The film tells the story of a dysfunctional family, revolving around a frustrated miniature artist named Annie (Toni Collette). At the beginning of the movie, Annie grieves her mother’s death. They were estranged until her mother started suffering from dementia. Annie’s not overwrought by the death but experiences spooks while in her workshop one night.
Her loved ones surround her without being emotionally present. Her son Peter (Alex Wolff) simply wants to fit in at school and is convinced that his mother dislikes him. Hailing from the legacy of creepy horror movie kids, her daughter Charlie (Milly Shapiro), who had been close to her late grandma, is somewhat…disturbed, fashioning dolls out of trash and dead birds. Meanwhile, her husband Steve (Gabriel Byrne) tries his best to keep his family together. Another tragedy soon strikes, which more or less tears Annie’s loved ones apart. (My question is, does no one think of asking for an EpiPen or keeping spare ones around?) The stages of grief, as the film would have it, include denial, anger, bargaining, depression, and, of course, demonic possession.
The sound and visual designs in this project fascinate me. While the film didn’t scare me per se, it left me feeling sick to my stomach. During its tensest moments, we hear faint thumping sounds, as though our hearts were beating along to the movie (and they probably were). There’s also distance between those who are experiencing the film and those inside of the film. At times, the characters sound echo-y and far away while we hear ingratiating fly buzzes and unsettling footsteps coming closer and closer to us.

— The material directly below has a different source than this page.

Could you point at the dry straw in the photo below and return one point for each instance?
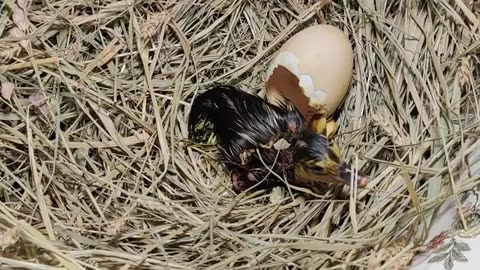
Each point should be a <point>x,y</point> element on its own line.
<point>95,174</point>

And the movie’s jump scares aren’t so much cheap, dime a dozen jump scares as much as slow burns that leave you with a general uneasiness for most of the scene, even after the worst has happened.
Visually, the film is shot on digital, but there must have been post-processing magic that gives you the same glowy, grainy texture of film. This made gory moments (lots of headless bodies, just FYI) feel even creepier than they already were. In terms of set design, Aster draws parallels between Annie’s dollhouses and the actual house, which becomes a trap for the characters who, like dolls, are being controlled by an ominous higher being. The cinematographers employ many high angle shots, which instill the viewer with an unsettling sense of voyeurism and helplessness as they witness horrible things happen over and over again to the characters.
I also love Toni Colette and Ann Dowd in Hereditary. Toni Colette films have been one of the reasons why I love movies so much. Little Miss Sunshine and About a Boy introduced me to a world of cinema that was optimistic, kind, and utterly unpretentious. (This film is the opposite, but, you know, still love Colette.) Ann Dowd, on the flip side, has taken my breath away each week in her role as Aunt Lydia in the unsettling dystopian Hulu series, The Handmaid’s Tale. Both Colette and Dowd stand out in this film. Colette has the strongest moments in the film (up to the frustrating third act), which range from her aching confession in grief group therapy to her hysteria upon learning what happens to her daughter. Dowd’s character felt most believable to me…until she became a device for the convoluted demonic possession plot. Her character, a bereft woman in Annie’s group therapy who lost her son and grandson, felt warm, genuine, sincere. I would have liked to see this relationship further fleshed out. Really, her character’s backstory fleshed out.
Hereditary is an interesting tale, potentially about mental health or misogyny or family dysfunction. The themes of the film never fully congealed for me, though perhaps that’s what Aster was going for. Still, it’s possible to raise questions in a movie while still delimiting its themes. That’s not to say that different themes can’t emerge for different people—it would just be nice if it had a general sense of direction and a tighter message. On that note about themes, many horror films are ultimately tied to the process of grief somehow, like Get Out or The Babadook. Those films devote time to flesh out their protagonists and their relationships with their family (slash society). In Get Out, it is Chris’ relationship with his mother. In The Babadook, it is the bereaving Amelia’s with her precocious son. In Hereditary, it’s Annie’s with her mother and daughter.
But we don’t know much about those relationships, other than that they’re strained. This movie doles out context with restraint, predominantly absorbing audiences with its striking visual language and allegorical flourishes. When it provides context, it does so in bursts. All of the relevant information with regards to family history and demonic possession got crammed into the third act, which felt unnecessarily overwhelming.
Ultimately, I enjoyed Hereditary. It’s a very experiential film tied to allegory and lore, which are cleverly externalized through telling shots, body horror visuals, and creepy sounds. That said—and I recognize that this may be a personal preference—its lofty allegories could have benefited from more coagulation–more character development, exposition, perhaps even a driving theme.